Software Design Document

Project: TaskPilot — Sustainable Cloud Job Scheduler
Version: 1.0
Date: 2026-06-16
Author: PerinbaBuilds

1. Introduction

1.1 Purpose

This document describes the internal architecture, component design, data flows, and key design decisions for TaskPilot.

1.2 Scope

Covers: backend API, RL agent design, scoring engine, XAI pipeline, session isolation model, and frontend dashboard.

2. System Architecture

TaskPilot is a single-process Python web application. There is no separate frontend build step — the dashboard is a single HTML file served by FastAPI and rendered entirely in the browser.

Browser
  └── dashboard.html (Vanilla JS + Chart.js 4.4)
        │
        │ HTTP  (X-Session-ID header on every request)
        ▼
FastAPI  api.py
  ├── Session store (_sessions dict, keyed by UUID)
  ├── Scoring engine (compute_scores)
  ├── RL agents (_rl_agents dict, 3 × TierAgent)
  ├── XAI pipeline (generate_explanation + _xai_cache)
  └── Dataset layer (STEEL, TASKS, PRICE, SERVERS DataFrames)

2.1 Process Model

The application runs as a single Uvicorn worker. All state (sessions, RL weights, dataset pointers) lives in process memory. A restart resets everything including RL agent weights (agents re-train from scratch in ~500 episodes on startup).

3. Component Design

3.1 Session Store

_sessions: dict[str, SessionDict]

SessionDict = {
    "job_queue":      list[dict],         # pending jobs
    "job_id_counter": int,                # monotonic ID
    "submitted_ids":  set[int],
    "server_loads":   dict[str, int],     # dc_name -> jobs assigned
    "rr_index":       dict[str, int],     # fallback round-robin index (unused by RL)
}

Sessions are created lazily on first access. The session UUID comes from the browser's localStorage and is sent as X-Session-ID on every request. There is no expiry — sessions live for the process lifetime.

3.2 Dataset Layer

Four DataFrames loaded at startup:

Variable	File	Rows	Key columns
`STEEL`	`steel_industry_data.csv`	35,040	`Usage_kWh`, `CO2(tCO2)`, `NSM`
`TASKS`	`dataset_rl/task_15min_L.csv`	varies	`plan_cpu_i`, `plan_mem_int`
`PRICE`	`dataset_rl/price.csv`	varies	`price_1`
`SERVERS`	`dataset_rl/Server_L.xlsx`	9	`ID`, `CPU`, `GPU`, `cpu_rate`, `gpu_rate`

Carbon factor derivation:
Raw CO2(tCO2) values are ~50% zero (making min-max normalisation produce a flat line). The carbon factor is instead computed as:

carbon_factor = 0.5 * rank_percentile(CO2) + 0.5 * normalise(NSM)

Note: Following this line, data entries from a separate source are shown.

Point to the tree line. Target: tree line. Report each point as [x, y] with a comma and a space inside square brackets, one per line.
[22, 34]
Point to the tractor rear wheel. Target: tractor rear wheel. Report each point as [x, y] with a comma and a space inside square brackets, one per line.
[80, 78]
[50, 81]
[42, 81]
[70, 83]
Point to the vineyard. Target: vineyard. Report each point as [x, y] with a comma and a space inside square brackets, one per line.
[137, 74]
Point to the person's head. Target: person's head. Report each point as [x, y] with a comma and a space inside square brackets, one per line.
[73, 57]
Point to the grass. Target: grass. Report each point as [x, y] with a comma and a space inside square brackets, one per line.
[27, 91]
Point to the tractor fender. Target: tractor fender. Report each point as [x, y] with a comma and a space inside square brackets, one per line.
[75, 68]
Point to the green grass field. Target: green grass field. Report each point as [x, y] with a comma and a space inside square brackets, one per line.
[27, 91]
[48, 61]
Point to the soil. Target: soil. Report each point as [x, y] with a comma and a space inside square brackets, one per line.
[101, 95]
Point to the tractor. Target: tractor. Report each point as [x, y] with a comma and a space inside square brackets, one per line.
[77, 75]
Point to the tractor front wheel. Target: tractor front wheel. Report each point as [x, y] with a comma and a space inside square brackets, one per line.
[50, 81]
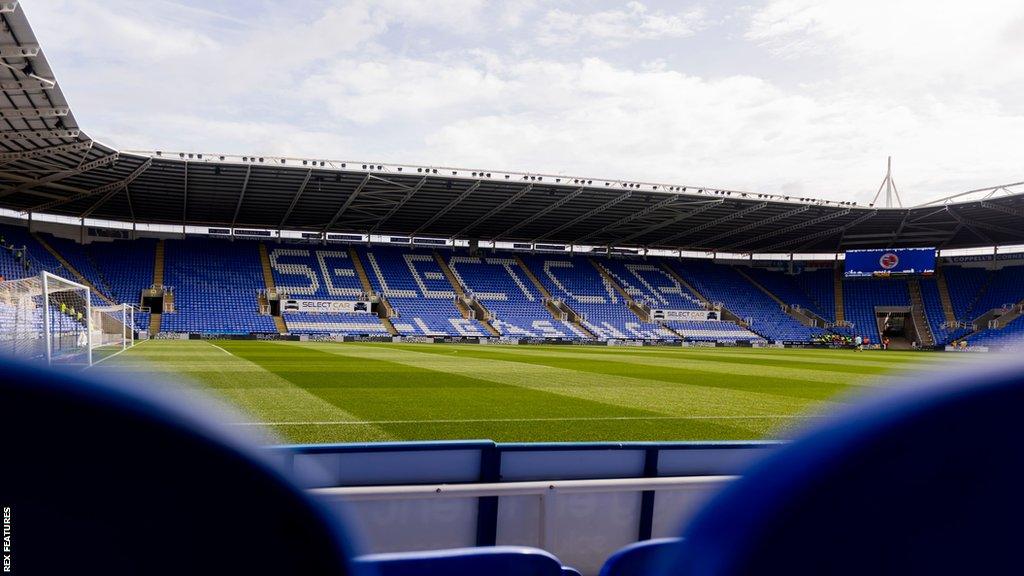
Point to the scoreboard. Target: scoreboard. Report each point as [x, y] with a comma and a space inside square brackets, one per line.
[886, 262]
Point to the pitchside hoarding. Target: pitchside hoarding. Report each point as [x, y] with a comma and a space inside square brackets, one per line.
[885, 262]
[330, 306]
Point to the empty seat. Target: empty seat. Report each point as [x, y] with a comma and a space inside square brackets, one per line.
[648, 557]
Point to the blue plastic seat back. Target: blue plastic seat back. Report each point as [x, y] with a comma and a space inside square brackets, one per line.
[104, 481]
[647, 557]
[920, 481]
[494, 561]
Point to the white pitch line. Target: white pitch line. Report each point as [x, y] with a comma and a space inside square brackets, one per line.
[105, 358]
[476, 420]
[218, 347]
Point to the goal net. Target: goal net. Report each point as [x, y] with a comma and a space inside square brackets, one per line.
[50, 319]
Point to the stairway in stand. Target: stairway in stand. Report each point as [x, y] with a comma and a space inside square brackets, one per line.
[838, 294]
[463, 301]
[918, 313]
[360, 272]
[556, 312]
[264, 258]
[947, 302]
[158, 281]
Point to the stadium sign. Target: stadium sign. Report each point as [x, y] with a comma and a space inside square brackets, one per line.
[685, 315]
[327, 306]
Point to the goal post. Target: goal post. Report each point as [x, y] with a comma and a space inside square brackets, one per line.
[113, 327]
[67, 312]
[52, 320]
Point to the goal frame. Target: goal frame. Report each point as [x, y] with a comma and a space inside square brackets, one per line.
[45, 280]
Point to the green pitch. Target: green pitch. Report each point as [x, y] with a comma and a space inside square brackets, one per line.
[308, 392]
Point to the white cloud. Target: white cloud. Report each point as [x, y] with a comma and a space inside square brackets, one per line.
[472, 84]
[613, 28]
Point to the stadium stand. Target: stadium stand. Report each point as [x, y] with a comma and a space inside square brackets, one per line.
[17, 238]
[819, 285]
[1003, 290]
[786, 288]
[416, 287]
[322, 274]
[578, 282]
[857, 493]
[862, 296]
[215, 287]
[501, 286]
[935, 314]
[724, 284]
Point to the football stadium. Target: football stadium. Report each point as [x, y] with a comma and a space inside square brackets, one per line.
[393, 369]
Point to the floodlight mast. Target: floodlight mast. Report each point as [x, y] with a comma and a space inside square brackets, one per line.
[890, 187]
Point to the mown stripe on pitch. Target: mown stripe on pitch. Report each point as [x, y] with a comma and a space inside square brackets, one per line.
[792, 382]
[653, 396]
[744, 366]
[198, 370]
[380, 388]
[887, 360]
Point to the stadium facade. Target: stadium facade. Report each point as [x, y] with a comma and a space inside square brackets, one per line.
[256, 245]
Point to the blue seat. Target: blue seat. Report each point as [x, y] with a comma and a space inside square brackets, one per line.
[924, 480]
[101, 480]
[493, 561]
[647, 557]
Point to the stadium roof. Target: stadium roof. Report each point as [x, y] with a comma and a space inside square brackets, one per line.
[47, 165]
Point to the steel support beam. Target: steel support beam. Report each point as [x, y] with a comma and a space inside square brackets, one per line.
[788, 229]
[18, 50]
[409, 195]
[508, 202]
[541, 213]
[638, 214]
[34, 113]
[823, 234]
[704, 207]
[455, 202]
[758, 223]
[348, 202]
[15, 135]
[184, 199]
[45, 152]
[29, 84]
[972, 224]
[295, 200]
[242, 195]
[589, 214]
[713, 223]
[109, 159]
[94, 192]
[1012, 210]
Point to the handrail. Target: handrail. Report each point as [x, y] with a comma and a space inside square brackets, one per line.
[534, 488]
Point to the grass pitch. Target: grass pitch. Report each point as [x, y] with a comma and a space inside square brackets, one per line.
[311, 392]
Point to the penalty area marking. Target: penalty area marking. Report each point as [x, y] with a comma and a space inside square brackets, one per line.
[105, 358]
[218, 347]
[477, 420]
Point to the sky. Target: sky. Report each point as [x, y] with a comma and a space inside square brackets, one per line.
[803, 97]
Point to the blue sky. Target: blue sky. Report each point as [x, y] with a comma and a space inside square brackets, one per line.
[794, 96]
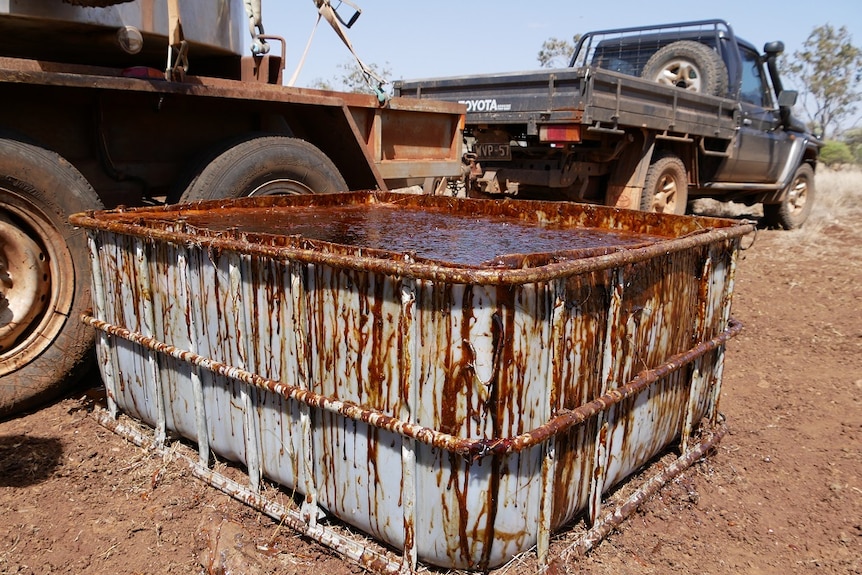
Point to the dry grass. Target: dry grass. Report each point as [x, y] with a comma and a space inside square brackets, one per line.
[835, 215]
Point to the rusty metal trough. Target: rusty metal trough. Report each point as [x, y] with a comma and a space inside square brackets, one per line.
[456, 378]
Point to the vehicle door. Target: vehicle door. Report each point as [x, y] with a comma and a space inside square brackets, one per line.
[762, 144]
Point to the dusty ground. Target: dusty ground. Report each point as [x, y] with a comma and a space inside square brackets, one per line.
[782, 494]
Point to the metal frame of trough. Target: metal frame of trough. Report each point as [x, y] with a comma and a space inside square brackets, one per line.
[373, 556]
[305, 519]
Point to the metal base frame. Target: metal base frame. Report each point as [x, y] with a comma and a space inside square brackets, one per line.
[374, 557]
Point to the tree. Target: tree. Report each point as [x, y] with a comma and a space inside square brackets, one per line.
[352, 79]
[827, 69]
[556, 53]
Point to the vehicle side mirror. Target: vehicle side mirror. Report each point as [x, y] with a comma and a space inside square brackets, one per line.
[787, 98]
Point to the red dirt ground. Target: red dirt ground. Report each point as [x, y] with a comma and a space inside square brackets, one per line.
[782, 494]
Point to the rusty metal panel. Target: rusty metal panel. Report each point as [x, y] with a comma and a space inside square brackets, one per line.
[458, 385]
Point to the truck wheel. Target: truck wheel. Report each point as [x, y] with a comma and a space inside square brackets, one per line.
[44, 276]
[795, 205]
[266, 165]
[666, 186]
[689, 65]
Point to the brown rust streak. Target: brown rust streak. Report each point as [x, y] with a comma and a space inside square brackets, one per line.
[146, 222]
[470, 449]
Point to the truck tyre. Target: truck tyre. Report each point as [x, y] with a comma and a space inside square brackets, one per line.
[44, 276]
[689, 65]
[666, 186]
[795, 205]
[266, 165]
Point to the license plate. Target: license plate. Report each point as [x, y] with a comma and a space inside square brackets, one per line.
[489, 151]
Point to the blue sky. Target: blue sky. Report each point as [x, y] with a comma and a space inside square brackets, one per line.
[453, 37]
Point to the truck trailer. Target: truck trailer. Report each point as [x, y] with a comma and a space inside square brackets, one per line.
[108, 103]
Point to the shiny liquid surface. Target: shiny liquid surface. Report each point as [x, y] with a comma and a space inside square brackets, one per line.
[430, 234]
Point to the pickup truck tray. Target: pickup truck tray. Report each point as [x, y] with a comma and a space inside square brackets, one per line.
[457, 378]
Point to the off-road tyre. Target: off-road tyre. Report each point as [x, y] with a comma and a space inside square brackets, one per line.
[666, 186]
[688, 65]
[796, 202]
[266, 165]
[44, 346]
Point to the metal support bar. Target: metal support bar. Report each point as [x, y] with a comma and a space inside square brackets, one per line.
[470, 448]
[613, 519]
[361, 552]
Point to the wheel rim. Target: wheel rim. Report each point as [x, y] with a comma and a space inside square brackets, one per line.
[682, 74]
[33, 306]
[797, 196]
[281, 187]
[664, 200]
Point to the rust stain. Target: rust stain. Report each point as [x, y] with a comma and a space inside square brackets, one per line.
[432, 390]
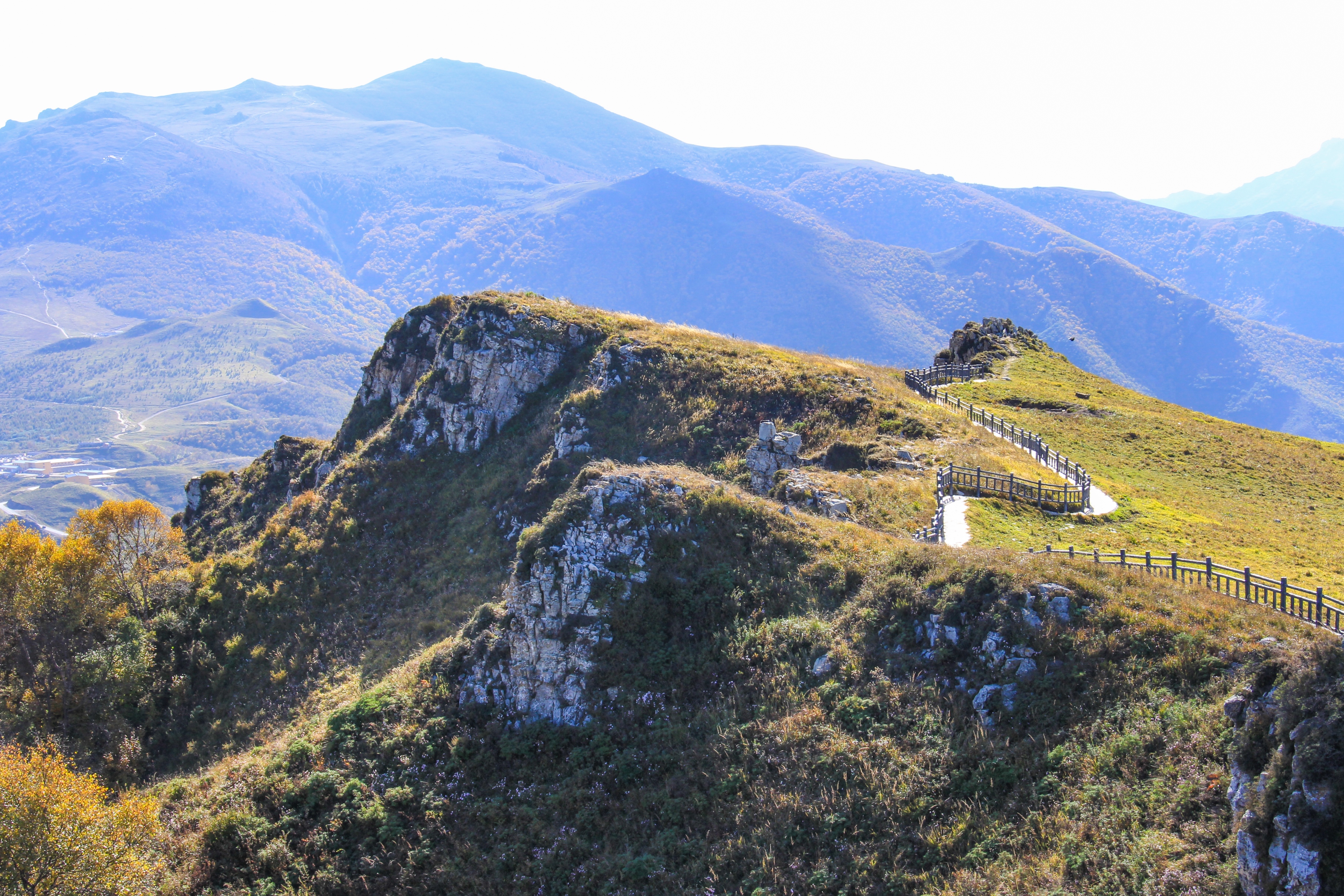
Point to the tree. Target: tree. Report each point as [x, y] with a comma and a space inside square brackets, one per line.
[61, 836]
[56, 604]
[139, 547]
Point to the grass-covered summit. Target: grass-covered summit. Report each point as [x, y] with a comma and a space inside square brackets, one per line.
[525, 626]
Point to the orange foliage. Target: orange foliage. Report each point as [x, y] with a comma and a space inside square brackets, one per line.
[61, 836]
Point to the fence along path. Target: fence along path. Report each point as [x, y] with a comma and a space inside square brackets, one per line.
[953, 480]
[1311, 606]
[927, 381]
[1316, 606]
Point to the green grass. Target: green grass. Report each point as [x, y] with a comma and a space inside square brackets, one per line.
[1184, 482]
[306, 679]
[744, 769]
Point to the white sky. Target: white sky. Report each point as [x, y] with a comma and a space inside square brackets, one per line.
[1143, 99]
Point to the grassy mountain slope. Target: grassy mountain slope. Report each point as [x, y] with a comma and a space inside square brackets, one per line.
[228, 383]
[1186, 482]
[451, 178]
[777, 718]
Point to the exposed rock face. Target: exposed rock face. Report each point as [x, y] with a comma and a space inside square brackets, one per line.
[405, 356]
[558, 612]
[615, 366]
[486, 369]
[986, 342]
[772, 453]
[801, 491]
[572, 434]
[459, 379]
[1273, 859]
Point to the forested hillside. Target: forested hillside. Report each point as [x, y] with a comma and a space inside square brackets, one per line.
[556, 612]
[343, 209]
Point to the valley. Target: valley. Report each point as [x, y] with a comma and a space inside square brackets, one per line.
[534, 617]
[343, 209]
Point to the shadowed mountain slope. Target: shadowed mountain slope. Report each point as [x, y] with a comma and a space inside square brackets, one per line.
[344, 207]
[1272, 268]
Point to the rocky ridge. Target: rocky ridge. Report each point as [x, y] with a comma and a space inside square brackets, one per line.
[991, 340]
[536, 664]
[773, 452]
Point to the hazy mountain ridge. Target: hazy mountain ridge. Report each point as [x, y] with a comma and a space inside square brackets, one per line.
[1314, 189]
[344, 207]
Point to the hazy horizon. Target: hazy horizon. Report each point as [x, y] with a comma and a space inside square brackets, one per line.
[1137, 100]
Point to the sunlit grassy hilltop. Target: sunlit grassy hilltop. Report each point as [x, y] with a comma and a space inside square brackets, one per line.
[775, 702]
[1184, 482]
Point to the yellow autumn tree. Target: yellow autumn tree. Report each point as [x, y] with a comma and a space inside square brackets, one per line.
[139, 547]
[61, 835]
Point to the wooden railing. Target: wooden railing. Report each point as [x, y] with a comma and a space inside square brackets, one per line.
[927, 379]
[1311, 606]
[975, 482]
[932, 534]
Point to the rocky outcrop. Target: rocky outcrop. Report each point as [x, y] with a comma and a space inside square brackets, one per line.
[558, 609]
[615, 366]
[572, 434]
[772, 453]
[990, 340]
[801, 491]
[488, 362]
[1275, 856]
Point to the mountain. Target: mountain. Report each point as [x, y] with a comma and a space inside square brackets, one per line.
[342, 209]
[1271, 268]
[560, 610]
[1314, 189]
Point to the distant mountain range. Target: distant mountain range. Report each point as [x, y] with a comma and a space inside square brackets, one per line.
[1314, 189]
[340, 209]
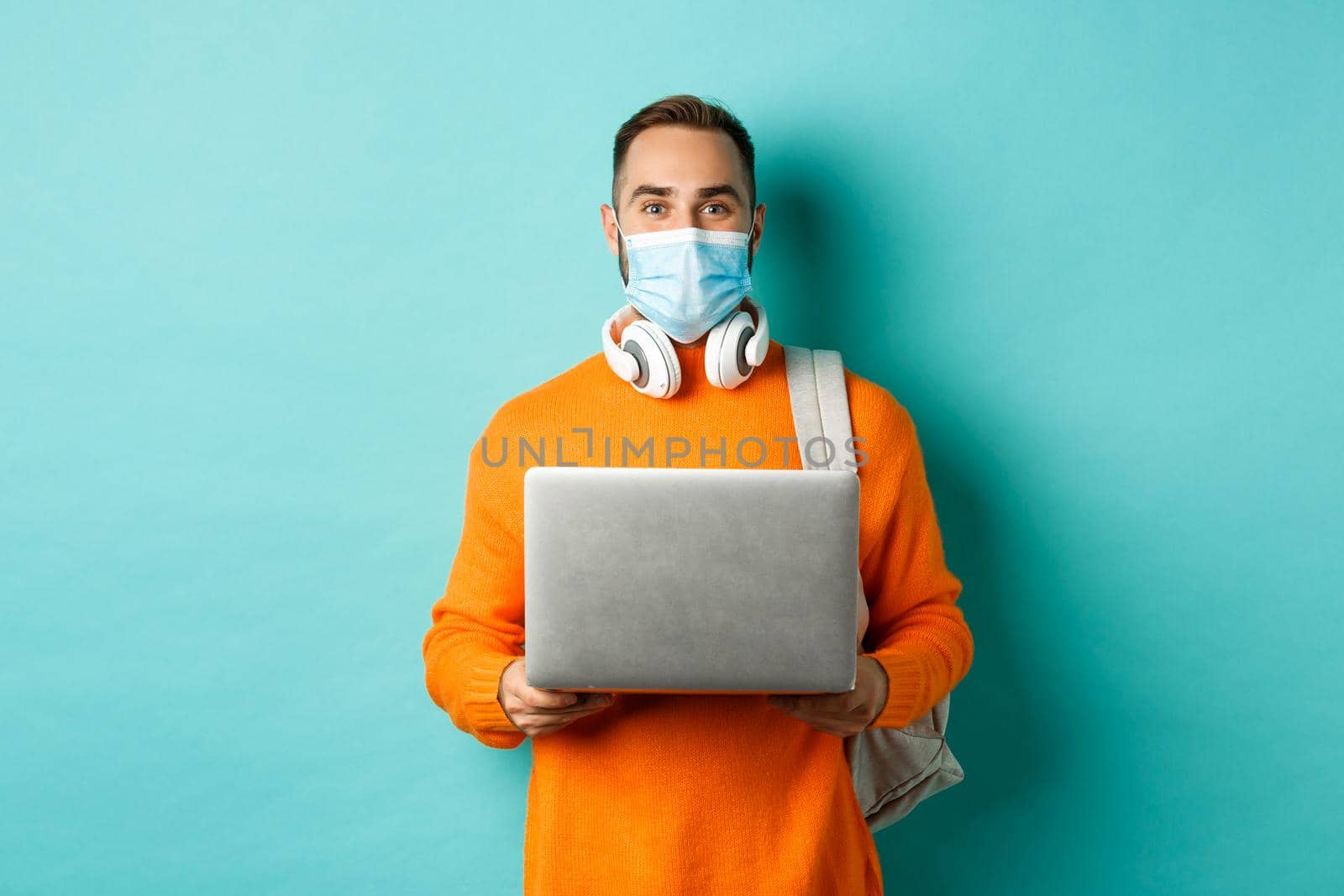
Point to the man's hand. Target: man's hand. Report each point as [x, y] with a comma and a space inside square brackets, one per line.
[537, 711]
[842, 714]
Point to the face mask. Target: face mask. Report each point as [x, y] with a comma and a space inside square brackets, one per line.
[687, 280]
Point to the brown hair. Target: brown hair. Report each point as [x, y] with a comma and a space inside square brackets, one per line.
[691, 112]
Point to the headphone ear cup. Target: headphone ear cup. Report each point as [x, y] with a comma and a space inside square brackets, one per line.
[725, 351]
[660, 374]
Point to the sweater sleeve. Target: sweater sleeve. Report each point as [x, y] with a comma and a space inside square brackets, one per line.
[916, 629]
[477, 625]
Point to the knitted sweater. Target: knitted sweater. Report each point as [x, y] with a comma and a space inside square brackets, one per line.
[696, 794]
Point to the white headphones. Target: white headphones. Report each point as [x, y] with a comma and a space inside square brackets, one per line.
[647, 360]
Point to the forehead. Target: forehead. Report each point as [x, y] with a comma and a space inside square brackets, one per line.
[682, 157]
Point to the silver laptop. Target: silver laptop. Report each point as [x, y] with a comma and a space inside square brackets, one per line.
[690, 580]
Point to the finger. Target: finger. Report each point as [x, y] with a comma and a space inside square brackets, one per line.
[541, 699]
[543, 723]
[822, 703]
[584, 703]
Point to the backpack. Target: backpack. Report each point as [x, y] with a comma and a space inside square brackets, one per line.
[893, 768]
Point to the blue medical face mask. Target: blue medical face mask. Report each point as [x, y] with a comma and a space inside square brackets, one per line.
[687, 280]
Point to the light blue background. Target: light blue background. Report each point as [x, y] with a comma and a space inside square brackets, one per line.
[266, 271]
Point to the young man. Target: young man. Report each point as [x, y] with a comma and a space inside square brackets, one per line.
[698, 794]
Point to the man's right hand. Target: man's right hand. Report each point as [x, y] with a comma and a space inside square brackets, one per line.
[535, 711]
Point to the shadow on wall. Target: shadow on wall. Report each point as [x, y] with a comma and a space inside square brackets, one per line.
[844, 273]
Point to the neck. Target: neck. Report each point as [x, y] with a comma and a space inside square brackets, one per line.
[703, 338]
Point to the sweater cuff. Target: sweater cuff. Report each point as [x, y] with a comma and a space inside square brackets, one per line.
[907, 685]
[480, 698]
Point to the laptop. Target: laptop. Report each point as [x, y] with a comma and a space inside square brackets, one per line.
[690, 579]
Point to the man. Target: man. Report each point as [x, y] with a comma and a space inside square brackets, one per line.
[702, 794]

NSM (seconds from midnight) provides a time-of-day component that mirrors how real grid carbon intensity rises and falls through the day.

Dataset pointers (DATA_PTR, STEEL_PTR) advance by 1 per scheduled job, cycling with modulo. This simulates a streaming time series.

3.3 Scoring Engine (`compute_scores`)

For every job, the scoring engine evaluates all 9 servers but restricts competition to the 3 servers in the job's tier pool:

Tier pools (servers sorted by CPU ascending):
  green       → indices 0-2   (least powerful = most energy-efficient)
  balanced    → indices 3-5
  performance → indices 6-8   (most powerful)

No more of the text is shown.